On 30/09/16 7:17 PM, Joachim Durchholz wrote:
There is a single standard representation. [for strings in Java] I'm not even aware of a second one, and I've been programming Java for quite a while now Unless you mean StringBuilder/StringBuffer (that would be three String types then).
StringBuffer is just a synchronized version of StringBuilder. However, these classes are by no means "preferred" in
practice: the vast majority of APIs demands and returns String objects.
The Java *compiler* prefers StringBuilder: when you write a string concatenation expression in Java the compiler creates a StringBuilder behind the scenes. I'm counting a class as "preferred" if the compiler *has* to know about it and generates code involving it without the programmer explicitly mentioning it.
Even then, Java has its preferred string representation nailed down pretty strongly: a hidden array of 16-bit Unicode code points, referenced by a descriptor object (the actual String), immutable.

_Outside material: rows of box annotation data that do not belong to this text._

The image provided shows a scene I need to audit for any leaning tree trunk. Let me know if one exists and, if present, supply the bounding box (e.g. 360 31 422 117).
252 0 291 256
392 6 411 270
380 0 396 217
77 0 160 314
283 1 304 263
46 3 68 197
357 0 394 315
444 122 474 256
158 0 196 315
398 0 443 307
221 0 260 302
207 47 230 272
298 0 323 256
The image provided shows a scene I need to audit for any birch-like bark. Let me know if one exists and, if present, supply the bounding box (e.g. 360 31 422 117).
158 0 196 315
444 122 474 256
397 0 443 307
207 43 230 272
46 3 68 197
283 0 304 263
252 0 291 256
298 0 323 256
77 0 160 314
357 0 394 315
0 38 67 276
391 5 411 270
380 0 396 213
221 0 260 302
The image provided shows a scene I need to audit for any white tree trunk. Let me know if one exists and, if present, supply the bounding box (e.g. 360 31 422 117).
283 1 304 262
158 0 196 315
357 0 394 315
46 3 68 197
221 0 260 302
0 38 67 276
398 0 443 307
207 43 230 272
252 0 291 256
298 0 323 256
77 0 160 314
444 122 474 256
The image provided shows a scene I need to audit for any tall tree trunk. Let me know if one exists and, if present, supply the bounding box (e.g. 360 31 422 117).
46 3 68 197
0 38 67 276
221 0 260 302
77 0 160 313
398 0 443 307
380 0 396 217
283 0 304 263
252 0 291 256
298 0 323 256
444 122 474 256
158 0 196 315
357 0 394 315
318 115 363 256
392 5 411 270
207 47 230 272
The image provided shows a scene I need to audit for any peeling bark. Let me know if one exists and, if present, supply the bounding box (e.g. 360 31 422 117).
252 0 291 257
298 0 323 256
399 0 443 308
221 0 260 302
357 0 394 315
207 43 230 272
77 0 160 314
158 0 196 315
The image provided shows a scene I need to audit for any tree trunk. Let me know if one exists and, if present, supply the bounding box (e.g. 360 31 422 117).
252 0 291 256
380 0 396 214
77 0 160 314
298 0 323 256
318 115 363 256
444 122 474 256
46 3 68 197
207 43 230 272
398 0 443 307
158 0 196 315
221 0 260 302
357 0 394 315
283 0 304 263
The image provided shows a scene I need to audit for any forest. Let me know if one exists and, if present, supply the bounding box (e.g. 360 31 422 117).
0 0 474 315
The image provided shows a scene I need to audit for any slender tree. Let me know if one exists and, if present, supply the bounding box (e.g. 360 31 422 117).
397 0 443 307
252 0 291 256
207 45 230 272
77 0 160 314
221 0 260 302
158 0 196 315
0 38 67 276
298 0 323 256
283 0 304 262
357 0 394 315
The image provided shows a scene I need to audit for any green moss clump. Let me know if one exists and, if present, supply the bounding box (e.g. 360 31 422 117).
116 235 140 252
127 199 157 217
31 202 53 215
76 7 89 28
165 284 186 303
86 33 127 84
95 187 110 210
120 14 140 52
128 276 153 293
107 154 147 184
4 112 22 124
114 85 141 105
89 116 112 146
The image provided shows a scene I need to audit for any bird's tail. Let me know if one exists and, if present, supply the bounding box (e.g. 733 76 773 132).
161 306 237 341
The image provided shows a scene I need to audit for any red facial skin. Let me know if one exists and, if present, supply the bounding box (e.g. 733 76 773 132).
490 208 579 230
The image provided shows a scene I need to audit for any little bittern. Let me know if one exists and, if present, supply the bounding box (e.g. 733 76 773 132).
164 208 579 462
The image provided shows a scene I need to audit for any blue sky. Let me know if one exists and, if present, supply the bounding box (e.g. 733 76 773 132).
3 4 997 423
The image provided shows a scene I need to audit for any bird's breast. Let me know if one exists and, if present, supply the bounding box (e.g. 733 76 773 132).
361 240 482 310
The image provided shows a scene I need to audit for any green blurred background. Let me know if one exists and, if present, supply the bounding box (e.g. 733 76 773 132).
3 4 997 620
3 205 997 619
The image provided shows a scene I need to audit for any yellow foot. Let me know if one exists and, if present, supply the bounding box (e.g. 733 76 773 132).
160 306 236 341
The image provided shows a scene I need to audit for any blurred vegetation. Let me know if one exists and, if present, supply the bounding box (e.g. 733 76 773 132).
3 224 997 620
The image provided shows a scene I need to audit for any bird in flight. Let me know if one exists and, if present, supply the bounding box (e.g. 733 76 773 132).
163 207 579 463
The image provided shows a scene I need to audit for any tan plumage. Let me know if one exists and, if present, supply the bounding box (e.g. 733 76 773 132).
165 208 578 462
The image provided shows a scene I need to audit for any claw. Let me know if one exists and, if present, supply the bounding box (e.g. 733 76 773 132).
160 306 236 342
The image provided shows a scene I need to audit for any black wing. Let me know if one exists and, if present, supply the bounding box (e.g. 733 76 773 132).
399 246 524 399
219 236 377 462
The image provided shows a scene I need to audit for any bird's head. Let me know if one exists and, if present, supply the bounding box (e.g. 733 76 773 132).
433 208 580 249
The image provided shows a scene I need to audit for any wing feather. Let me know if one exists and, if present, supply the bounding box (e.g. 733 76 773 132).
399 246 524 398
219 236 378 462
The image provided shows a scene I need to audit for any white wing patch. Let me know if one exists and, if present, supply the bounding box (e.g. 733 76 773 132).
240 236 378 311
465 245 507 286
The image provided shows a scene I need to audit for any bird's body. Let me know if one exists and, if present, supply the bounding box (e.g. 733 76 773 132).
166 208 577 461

As already noted, that representation changed internally. And that change is actually relevant to this thread. The representation that _used_ to be used was (char[] array, offset, length, hash) Amongst other things, this meant that taking a substring cost O(1) time and O(1) space, because you just had to allocate and initialise a new "descriptor object" sharing the underlying array. Since Java 1.7 the representation is (char[] array, hash) Amongst other things, this means that taking a substring n characters long now costs O(n) time and O(n) space. If you are working in a loop like while (there is more input) { read a chunk of input split it into substrings process some of the substrings } the pre-Java-1.7 representation is perfect. If you *retain* some of the substrings, however, you retain the whole chunk. That was easy to fix by doing retain(new String(someSubstring)) instead of retain(someSubstring) but you had to *know* to do it. (Another solution would be to have a smarter garbage collector that knew about string sharing and could compact strings. I wrote such a collector for XPL many years ago. It's quite easy to do a stop-and- copy garbage collector that does that. But that's not the state of the art in Java garbage collection, and I'm not sure how well string compaction would fit into a more advanced collector.) The Java 1.7-and-later representation is *safer*. Depending on your usage, it may either save a lot of memory or bloat your memory use. The point is that there is no one-size-fits-all string representation; being given only one forces you to either write your own additional representation(s) or to use a representation which is not really suited to your particular purpose.